- South Korea’s FSS has proposed a cryptocurrency monitoring tool.
- To detect risks, the Crypto monitoring tool is utilized.
South Korea’s Financial Supervisory Services (FSS) has announced a proposal to establish a cryptocurrency monitoring tool. That will be integrated into the identification verification system by the end of January. As well as penalizing cryptocurrency investors who refuse to validate their identities.
FSS governor Lee Bok-hyun officially announced this on Monday at a lecture on the interconnectivity of the crypto and traditional markets. In addition, he added that the Financial Supervisory Service is considering a number of initiatives this year. And also to address the risk management of virtual assets.
South Korean FSS Governor About Crypto Monitoring Tool
The supervisory authority now lacks data to identify possible threats from crypto. According to Lee, despite the fact that the link between the crypto market and the traditional financial system is projected to grow.
Securing data is more crucial than anything else in order to respond to threats in the virtual asset market. And the FSS chief has indicated that the regulator is seeking to implement new crypto-related disclosure requirements. Furthermore, the FSS governor stated that no domestic financial company directly provides crypto-related services.
Lee also stated that
“Despite the rise of the virtual asset market, the direct influence on financial system stability remains limited.”
Lee has also warned that if the local crypto market grows sufficiently, the impact on financial stability will be severe.
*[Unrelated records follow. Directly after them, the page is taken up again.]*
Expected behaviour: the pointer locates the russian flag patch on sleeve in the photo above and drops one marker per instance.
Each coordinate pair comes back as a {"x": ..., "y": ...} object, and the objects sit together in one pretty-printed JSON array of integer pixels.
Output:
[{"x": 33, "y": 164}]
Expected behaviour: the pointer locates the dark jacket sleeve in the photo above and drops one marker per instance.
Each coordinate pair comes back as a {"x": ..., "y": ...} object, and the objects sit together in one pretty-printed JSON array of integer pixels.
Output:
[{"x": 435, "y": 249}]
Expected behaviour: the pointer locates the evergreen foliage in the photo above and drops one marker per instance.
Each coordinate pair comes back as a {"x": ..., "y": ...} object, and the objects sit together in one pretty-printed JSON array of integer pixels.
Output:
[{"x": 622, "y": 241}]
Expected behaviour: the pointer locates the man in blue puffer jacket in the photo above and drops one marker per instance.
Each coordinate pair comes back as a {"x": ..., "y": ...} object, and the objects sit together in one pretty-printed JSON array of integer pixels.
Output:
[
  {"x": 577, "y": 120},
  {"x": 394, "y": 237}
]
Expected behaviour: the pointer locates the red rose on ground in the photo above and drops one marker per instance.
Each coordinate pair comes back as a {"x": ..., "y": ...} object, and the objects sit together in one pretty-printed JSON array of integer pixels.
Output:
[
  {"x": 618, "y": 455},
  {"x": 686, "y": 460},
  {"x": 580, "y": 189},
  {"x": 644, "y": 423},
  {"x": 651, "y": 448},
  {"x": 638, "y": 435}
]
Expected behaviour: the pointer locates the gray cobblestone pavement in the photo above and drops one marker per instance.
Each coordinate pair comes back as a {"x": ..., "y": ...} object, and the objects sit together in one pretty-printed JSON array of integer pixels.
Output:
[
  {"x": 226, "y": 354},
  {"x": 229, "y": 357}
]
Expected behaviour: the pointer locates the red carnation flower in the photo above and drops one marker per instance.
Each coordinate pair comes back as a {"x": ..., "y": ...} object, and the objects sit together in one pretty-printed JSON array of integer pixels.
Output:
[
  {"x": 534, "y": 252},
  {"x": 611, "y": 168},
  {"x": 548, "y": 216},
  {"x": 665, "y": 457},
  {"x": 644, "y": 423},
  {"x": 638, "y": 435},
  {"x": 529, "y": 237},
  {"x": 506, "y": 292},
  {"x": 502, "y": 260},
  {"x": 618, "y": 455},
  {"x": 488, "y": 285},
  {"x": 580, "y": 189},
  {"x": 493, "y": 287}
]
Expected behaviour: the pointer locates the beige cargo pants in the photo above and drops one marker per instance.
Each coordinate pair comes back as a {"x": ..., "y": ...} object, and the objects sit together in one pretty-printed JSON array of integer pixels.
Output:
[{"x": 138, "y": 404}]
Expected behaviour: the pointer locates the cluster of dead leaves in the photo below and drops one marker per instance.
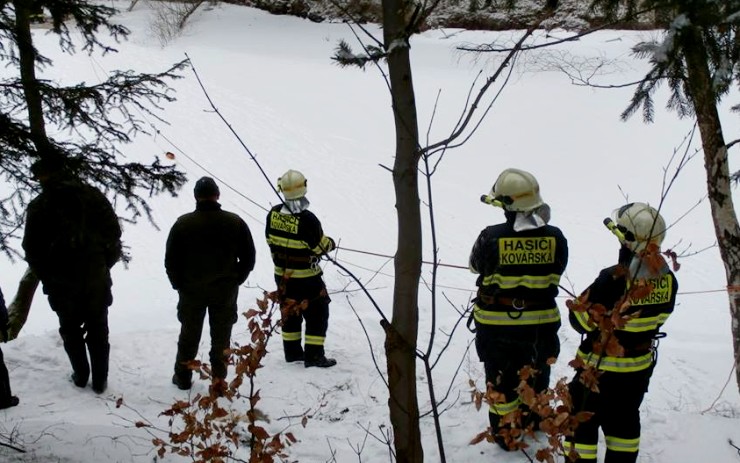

Furthermore, regulators around the world have warned that the interconnectivity between the traditional financial industry and the crypto market is growing. Following the collapse of the Terra-luna ecosystem, a lot of nations are adopting full-fledged regulations. And it measures for stablecoins, according to the FSS chief.
Additionally, Currently, a worldwide petition in South Korea opposing severe bitcoin laws has surpassed 200,000 signatures, requiring the government to respond within 30 days. The petition makes no objections to the requirement for real-name accounts or the introduction of a cryptocurrency tax system.
A national policy committee is also apparently scheduled for January 18, 2018. During this, the government will particularly evaluate whether to shut down all local virtual currency exchanges or simply those that have violated the law.